Tüketici güveni canlanma sinyali vermiyor!

Uğur Civelek

Uğur Civelek

Eski Yazar

A+ A-

2020 yılının ilk ayı genelinde yaşanan olağan dışı gelişme ve dalgalanmalara rağmen ülkemizdeki tüketicinin tepkisizliği olumlu düşünmeyi zorlaştırıyor. Ocak ayı Tüketici Güven Endeksi, bir yıl öncesinin aynı dönemine göre değişmemiş; güven bunalımı tüm çabalara ve duygusal şoklara rağmen azalmamış ve yüksek düzeyini korumuş! Söz konusu güven endeksi, 2018 yılı Eylül ayından bu yana genelde 55 ile 60 seviyeleri arasında dalgalanıyor ve canlanma sinyali veremiyor. Bu durumu ve sebeplerini hesaba katmayan yaklaşımların başarı şansı, hızla azalmaya devam ediyor.

***

Ocak ayı genelinde olumlu ve olumsuz pek çok gelişme yaşandı; bunlar birbirlerini dengelemiş olabileceği için tüketici güveni pek değişmemiş denebilir. Fakat son bir yıl genelinde olumlu veya olumsuzluğun ağır bastığı aylarda da ciddi bir tepki gözlenmemişti. Farklı türden gelişmelere yönelik tepkiselliğin olağandışı sayılabilecek şekilde buharlaşması, görmezden gelinebilecek bir durum sayılamaz. Neden böyle olduğunun olabildiğince gerçekçi bir şekilde ve acilen irdelenmesi, bundan sonra yaşanacaklar açısından hayati önem taşıyor olabilir!

***

Tüketici güveninin farklı konuların tümüne ilişkin dalgalanmalara tepki vermiyor olması, bundan sonrasının öncesine göre çok farklı olacağı kanaatini güçlendiriyor. Finansal eğilimlerden artık etkilenmiyor, beklentileri düzeltmeye yönelik zorlamalara tepki vermiyor, iç ve dış siyasi gelişmelere kayıtsız kalma eğilimi güçleniyor. Ortalama tüketicinin ekonomisindeki bozulma, tüm hassasiyetleri sıfırlamış olabilir! Bu durum, gelir dağılımı bozukluğunda kritik sınırların fazlası ile aşılmış olduğunu düşündürüyor.

***

Yoksulluk sınırı ve altında yaşamak zorunda olanların, tüketimleri açısından herhangi bir hassasiyeti olmaz; zira ekonomik olanakları ile zorunlu ihtiyaçlarını karşılayamadığı için seçme şansları tükenmiştir.
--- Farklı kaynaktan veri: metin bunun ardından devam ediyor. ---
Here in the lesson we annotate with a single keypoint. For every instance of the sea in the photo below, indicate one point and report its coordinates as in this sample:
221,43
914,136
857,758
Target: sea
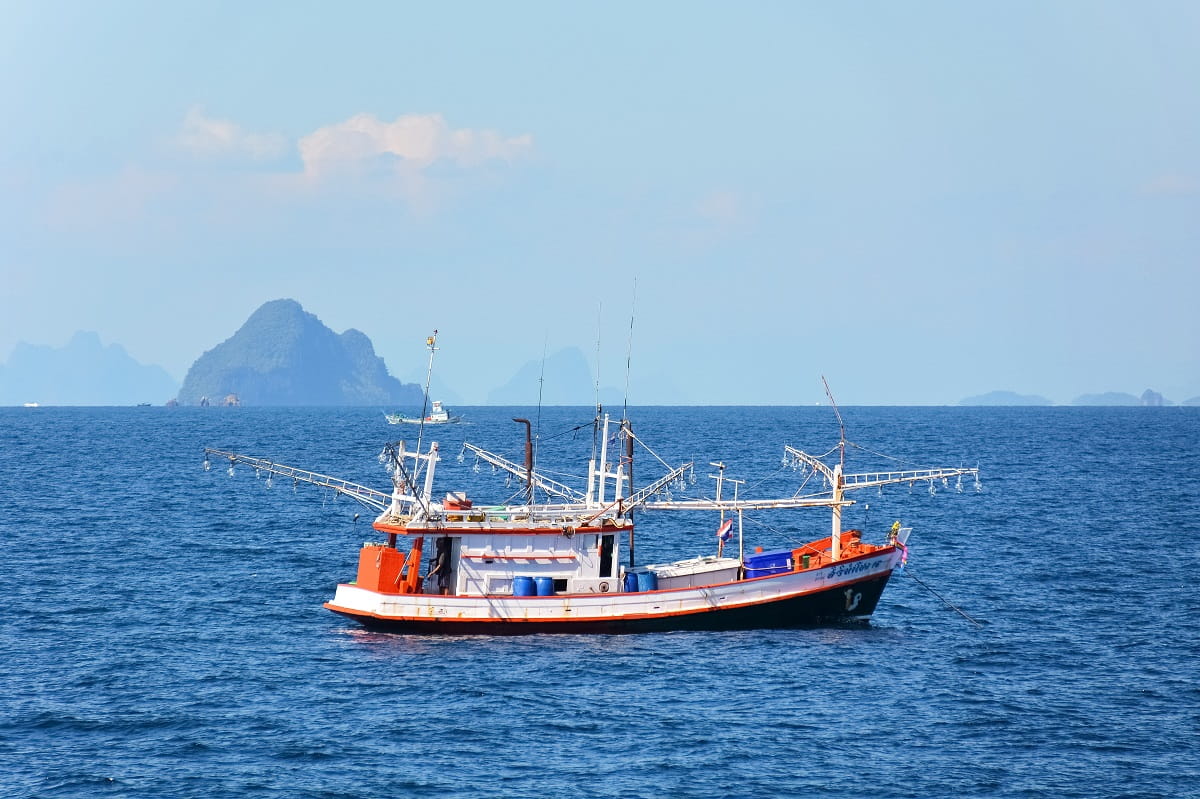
162,632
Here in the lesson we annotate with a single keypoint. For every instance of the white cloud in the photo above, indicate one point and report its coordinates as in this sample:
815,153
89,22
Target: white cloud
415,139
205,136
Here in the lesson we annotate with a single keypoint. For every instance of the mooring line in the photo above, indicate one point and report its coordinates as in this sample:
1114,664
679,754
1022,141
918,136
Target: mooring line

Alıştıkları yaşam standardını sürdüremedikleri için gergin ve mutsuz olabilirler. Yarını düşünmek bir çeşit lüks haline dönüştüğü için akıllarını kullanma kapasiteleri ve ilgi alanları farklılaşır. Nasıl ödeneceği belirsiz borçlar, yetersiz ücrete rağmen işsiz kalma korkusu, giderek yoğunlaşan özgüven kaybı birbirini etkileyerek ciddi bir açmaz yaratır.

***

Gelir dağılımı bozukluğunda kritik sınırların aşılması ve nüfusun yarıdan fazlasının yoksulluk sınırını altında yaşamak zorunda kalması, kırılganlığı ciddiye alınması gereken ölçüde artıran bir durumdur. Para ve maliye politikası uygulamalarının etkinliği azalır. Finansal eğilimleri olumlu yönde hareketlendirerek bilançoları güzelleştirmek, tüketim ve yatırım eğilimini canlandıramayabilir; bu koşullarda borç-alacak zincirindeki kırılmaların artmasını önleyemeyebilirsiniz. Böylesi bir durumda kurallı piyasa anlayışı içinde kalarak, sadece sorunların ağırlaşmasını ve istikrarsızlığın büyümesini seyretmek dışında pek bir şey yapamayabilirsiniz!

***

Gelir dağılımı bozukluğu, mevcut kurallı işleyiş içinde kalarak çözülemeyecek türden ve en ciddi sorundur. Görmezden geldiğiniz sürece, herkes olduğundan farklı görünerek bir süre daha birbirlerini aldatabilir; fakat verilen sözlerin tutulması, beklentileri yönlendirmek adına üretilen senaryo ve hedeflerin yakalanması olası değildir. Etkili ve yetkili kesimlerin böyle bir durum olduğunu inkar eden veya görmezden gelen yaklaşımları sonucu değiştirmez.

***

Tüketici güveninin oldukça düşük seviyelerde salınması, geleceğe yönelik umutların tükenmeye ve sabırların çok zorlanmaya başladığı anlamında olabilir. Rejim değişikliği, faizlerin hızla aşağı çekilişi, indirimli satış kampanyaları veya çılgın projeler türünden şoklar nabzın tekrar atmasına ve hassasiyetlerin geri dönmesine yardım edemiyor! Tokların, açların halinden anlamadığı kanaati güçlendikçe güven bunalımı derinleşiyor!

***

Çoğunluk kendisini yönetenlere, açıklanan istatistiklere güvenmiyor. Asgari ücret tespit süreci, toplu sözleşmelerdeki uzlaşmazlık uçurumları olumlu düşünmeyi olanaksızlaştırıyor. Küresel ve bölgesel koşullar umutlu olunabilmesini çok zorlaştırıyor. Yaşam standardındaki gerileme, siyaset esnafına bakış açısını farklılaştırıyor. Böyle gitmez kanaati somut olarak güçleniyor, maceradan kaçınma hassasiyeti zayıflıyor! 2020 yılı ekonomik hedefleri, daha yılın başında anlamsızlaşıyor!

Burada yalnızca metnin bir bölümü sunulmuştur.